Todos los días despiertas, trabajas y cumples con tu jornada laboral. Esperas la llegada del fin de semana para cobrar tu salario, pero te das cuenta de que el producto de tu esfuerzo cada vez vale menos y probablemente tendrás que hacer horas extra la siguiente semana para llegar a fin de mes.
Esto no es producto de tu imaginación, es consecuencia de un fenómeno económico. La inflación es el incremento sostenido de los precios de los bienes y servicios; es el asesino silencioso de tu patrimonio y es el responsable de que todos los días pierdas poder adquisitivo. En términos prácticos, con la misma cantidad de dinero puedes adquirir menos productos que antes.
El dinero no es más que tiempo almacenado en tu cuenta bancaria; es la materialización del esfuerzo hecho papel, la energía que gastaste ayer para poder disfrutar mañana. Sin embargo, cuando los bancos imprimen más papel sin sustento, no están generando más riqueza, sino que están diluyendo la tuya.
Guardar dinero cuando su valor disminuye y los precios aumentan es aceptar voluntariamente que tu patrimonio se desangre lentamente. El ahorrador es el único perdedor en este juego, ya que las estrategias de ahorro tradicionales no protegen al usuario contra la inflación. Generalmente, ofrecen tasas inferiores a la inflación; es decir, si la inflación es del ocho por ciento y tu banco te ofrece un dos por ciento, estás perdiendo el seis por ciento del valor de tu dinero sin darte cuenta.

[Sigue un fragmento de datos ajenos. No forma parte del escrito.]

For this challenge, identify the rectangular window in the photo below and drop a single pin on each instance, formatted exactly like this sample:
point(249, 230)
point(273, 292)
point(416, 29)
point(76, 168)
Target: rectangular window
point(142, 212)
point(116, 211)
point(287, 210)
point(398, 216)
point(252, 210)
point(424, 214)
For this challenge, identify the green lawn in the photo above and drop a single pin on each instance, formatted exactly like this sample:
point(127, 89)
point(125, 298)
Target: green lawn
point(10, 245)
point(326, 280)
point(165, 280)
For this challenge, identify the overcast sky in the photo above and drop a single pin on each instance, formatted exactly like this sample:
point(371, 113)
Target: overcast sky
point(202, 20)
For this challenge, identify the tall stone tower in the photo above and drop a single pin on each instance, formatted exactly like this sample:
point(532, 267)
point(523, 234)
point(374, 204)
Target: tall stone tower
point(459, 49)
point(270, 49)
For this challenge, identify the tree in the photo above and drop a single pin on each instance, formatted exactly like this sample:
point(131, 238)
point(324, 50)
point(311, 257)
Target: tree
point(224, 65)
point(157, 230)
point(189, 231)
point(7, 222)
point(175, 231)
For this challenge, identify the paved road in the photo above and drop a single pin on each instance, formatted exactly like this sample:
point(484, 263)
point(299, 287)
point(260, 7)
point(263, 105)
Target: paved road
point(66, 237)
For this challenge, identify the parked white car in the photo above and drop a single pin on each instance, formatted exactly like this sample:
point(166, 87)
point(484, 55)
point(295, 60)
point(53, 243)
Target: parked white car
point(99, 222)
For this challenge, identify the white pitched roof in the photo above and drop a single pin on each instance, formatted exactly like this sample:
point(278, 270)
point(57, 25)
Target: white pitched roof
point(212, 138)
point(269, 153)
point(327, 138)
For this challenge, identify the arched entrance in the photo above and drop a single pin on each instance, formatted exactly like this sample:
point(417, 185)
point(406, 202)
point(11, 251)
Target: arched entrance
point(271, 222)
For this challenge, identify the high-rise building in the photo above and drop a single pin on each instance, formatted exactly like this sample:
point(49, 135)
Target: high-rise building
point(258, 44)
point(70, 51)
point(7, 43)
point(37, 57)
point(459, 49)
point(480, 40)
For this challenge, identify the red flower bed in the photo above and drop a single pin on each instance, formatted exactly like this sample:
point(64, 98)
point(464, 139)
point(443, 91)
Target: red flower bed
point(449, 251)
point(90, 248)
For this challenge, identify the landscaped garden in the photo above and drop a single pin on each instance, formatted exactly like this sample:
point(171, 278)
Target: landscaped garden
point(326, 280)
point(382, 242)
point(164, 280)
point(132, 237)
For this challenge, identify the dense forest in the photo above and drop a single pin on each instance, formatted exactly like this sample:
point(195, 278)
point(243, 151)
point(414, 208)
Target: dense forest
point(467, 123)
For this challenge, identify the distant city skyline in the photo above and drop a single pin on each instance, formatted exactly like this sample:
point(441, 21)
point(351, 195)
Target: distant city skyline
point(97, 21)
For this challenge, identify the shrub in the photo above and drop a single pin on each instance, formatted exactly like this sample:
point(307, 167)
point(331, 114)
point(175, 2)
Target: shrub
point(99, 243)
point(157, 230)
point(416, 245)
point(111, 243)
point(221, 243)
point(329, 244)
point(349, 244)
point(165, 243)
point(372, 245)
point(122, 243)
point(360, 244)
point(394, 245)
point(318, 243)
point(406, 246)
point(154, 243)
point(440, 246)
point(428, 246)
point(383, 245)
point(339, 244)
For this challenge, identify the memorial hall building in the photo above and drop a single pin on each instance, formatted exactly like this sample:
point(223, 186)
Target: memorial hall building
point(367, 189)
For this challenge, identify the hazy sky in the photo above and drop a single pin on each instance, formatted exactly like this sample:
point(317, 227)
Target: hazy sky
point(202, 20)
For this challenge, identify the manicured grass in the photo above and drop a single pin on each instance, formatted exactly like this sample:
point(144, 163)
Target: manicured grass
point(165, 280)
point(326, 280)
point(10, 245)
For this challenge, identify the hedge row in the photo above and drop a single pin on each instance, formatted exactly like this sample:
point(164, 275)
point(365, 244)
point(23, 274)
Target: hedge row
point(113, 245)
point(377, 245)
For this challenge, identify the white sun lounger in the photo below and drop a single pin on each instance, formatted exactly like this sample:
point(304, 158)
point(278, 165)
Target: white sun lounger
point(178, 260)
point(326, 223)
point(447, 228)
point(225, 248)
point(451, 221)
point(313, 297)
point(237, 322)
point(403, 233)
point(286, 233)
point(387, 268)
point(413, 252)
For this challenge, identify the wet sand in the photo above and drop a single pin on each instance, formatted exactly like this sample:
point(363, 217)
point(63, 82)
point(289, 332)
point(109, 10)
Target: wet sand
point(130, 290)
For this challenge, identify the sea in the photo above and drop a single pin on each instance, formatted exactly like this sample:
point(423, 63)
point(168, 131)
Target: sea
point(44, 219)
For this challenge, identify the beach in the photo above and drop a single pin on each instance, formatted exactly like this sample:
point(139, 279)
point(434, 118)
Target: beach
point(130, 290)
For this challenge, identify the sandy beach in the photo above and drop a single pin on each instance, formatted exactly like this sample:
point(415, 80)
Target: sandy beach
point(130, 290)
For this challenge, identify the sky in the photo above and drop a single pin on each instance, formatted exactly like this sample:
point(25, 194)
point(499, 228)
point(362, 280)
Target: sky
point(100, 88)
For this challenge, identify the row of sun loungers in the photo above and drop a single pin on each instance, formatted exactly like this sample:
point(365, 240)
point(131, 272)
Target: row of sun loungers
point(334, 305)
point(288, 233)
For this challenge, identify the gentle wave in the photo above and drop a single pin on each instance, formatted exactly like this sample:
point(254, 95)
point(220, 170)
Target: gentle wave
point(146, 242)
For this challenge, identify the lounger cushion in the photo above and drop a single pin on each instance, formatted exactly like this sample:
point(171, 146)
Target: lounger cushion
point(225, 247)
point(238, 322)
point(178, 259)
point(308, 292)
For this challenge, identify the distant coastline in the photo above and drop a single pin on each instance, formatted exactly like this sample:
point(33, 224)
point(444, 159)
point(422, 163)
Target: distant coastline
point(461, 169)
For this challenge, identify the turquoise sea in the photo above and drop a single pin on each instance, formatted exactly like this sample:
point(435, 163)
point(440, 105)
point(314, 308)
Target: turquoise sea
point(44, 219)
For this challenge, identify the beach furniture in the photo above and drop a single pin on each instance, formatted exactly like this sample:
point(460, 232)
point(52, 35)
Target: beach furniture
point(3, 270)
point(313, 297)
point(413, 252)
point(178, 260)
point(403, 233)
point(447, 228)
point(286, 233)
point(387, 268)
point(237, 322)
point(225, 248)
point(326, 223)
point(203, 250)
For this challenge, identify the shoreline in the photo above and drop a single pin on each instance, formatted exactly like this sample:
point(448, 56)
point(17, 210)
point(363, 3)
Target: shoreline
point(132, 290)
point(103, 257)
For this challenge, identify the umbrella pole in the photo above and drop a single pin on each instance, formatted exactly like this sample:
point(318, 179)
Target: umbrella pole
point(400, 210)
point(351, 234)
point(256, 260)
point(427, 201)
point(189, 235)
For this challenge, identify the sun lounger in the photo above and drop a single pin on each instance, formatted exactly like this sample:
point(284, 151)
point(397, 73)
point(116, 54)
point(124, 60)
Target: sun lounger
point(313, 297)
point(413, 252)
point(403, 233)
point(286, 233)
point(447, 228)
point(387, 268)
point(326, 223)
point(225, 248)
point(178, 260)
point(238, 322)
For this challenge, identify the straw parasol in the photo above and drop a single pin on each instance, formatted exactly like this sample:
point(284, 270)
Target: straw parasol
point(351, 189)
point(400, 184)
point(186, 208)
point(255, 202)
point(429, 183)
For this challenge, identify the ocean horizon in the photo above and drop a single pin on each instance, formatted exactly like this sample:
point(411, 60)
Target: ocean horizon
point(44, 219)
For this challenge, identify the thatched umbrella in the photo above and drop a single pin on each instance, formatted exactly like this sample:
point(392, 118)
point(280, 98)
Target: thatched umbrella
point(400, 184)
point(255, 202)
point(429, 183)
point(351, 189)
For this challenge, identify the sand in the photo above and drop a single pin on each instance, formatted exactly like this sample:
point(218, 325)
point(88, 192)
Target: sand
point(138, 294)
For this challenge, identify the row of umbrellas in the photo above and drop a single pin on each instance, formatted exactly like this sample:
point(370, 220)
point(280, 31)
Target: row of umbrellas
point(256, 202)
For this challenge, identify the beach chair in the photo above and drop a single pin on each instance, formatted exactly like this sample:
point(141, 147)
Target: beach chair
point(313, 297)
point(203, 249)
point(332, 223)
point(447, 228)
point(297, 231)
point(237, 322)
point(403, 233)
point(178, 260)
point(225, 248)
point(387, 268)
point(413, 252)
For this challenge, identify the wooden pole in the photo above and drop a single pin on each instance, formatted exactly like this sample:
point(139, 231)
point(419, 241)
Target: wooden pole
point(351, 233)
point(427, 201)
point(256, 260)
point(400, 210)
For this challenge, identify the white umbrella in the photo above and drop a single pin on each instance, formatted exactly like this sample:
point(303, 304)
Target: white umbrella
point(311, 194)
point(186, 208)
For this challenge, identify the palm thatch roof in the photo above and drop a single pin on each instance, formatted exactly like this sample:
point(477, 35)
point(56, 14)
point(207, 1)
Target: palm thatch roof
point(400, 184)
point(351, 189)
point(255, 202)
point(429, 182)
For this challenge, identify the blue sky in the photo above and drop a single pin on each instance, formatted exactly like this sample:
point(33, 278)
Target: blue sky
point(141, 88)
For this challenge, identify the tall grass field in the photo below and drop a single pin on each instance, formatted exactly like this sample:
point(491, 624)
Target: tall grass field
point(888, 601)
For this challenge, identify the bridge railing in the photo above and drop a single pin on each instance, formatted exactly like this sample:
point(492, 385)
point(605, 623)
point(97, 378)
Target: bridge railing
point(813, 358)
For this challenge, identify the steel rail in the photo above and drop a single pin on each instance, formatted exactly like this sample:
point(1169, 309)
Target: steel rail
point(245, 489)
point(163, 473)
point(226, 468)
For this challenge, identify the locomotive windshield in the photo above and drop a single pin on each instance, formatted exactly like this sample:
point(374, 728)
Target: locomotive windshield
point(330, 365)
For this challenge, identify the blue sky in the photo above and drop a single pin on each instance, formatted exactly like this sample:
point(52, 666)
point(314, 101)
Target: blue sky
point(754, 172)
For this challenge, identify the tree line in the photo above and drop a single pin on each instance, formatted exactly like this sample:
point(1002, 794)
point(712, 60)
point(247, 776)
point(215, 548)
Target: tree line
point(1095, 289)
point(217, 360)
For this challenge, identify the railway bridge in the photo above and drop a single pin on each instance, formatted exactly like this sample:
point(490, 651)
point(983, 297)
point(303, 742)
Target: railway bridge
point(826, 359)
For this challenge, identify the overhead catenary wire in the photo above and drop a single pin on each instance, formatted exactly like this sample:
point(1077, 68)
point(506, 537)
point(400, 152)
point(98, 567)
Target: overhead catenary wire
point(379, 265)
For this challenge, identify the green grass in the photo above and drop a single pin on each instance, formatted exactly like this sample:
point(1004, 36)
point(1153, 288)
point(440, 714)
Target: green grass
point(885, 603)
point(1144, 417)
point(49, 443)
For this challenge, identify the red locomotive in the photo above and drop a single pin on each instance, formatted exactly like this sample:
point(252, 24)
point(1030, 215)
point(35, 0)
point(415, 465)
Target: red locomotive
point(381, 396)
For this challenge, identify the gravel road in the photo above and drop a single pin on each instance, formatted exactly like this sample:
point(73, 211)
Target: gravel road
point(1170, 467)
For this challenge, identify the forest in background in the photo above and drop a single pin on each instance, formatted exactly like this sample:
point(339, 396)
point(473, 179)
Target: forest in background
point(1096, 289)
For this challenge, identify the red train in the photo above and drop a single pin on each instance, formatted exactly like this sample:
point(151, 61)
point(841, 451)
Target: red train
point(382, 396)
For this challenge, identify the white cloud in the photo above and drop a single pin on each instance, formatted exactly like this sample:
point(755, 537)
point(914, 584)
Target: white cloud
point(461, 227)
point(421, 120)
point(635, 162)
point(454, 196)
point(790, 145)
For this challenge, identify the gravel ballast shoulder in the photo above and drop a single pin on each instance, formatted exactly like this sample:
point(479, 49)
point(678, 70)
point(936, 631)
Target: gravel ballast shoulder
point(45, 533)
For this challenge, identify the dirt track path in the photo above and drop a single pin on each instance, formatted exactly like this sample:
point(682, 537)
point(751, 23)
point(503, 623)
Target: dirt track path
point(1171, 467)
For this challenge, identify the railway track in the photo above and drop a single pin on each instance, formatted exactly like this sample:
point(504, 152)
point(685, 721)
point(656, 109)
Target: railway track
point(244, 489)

Es aquí donde Bitcoin se separa del resto del mercado, ofreciendo certeza en medio del caos monetario. Está diseñado con una característica fundamental y fija: su oferta total está limitada a 21 millones de unidades. Nadie, ni un banco ni un Gobierno, puede imprimir más. Esta escasez lo convierte en un activo deflacionario, funcionando como un bien similar al oro.
A diferencia del oro físico, Bitcoin posee propiedades únicas que lo hacen mucho más eficiente. Se puede mover a cualquier parte del mundo en segundos y se puede dividir en fracciones minúsculas (satoshis). Estas características lo hacen superior a las monedas fiduciarias.
Al no depender de bancos centrales ni de Gobiernos, tu patrimonio en Bitcoin no puede ser congelado o diluido por la emisión de moneda. Cuando la oferta de un activo es fija y la demanda crece día con día, la consecuencia previsible es que su valor tienda a aumentar conforme la ley de oferta y demanda. En un entorno de rápida pérdida de valor, Bitcoin funciona como una herramienta robusta para conservar el poder adquisitivo.
No necesitamos saber de criptografía para entender cómo Bitcoin puede ser ese foso defensivo que proteja nuestro patrimonio contra la inflación, así como tampoco necesitamos entender las ondas electromagnéticas de radiofrecuencia para entender que los celulares sirven para comunicarnos.
Este artículo es sólo para fines educativos y de entretenimiento. No es un consejo de inversión.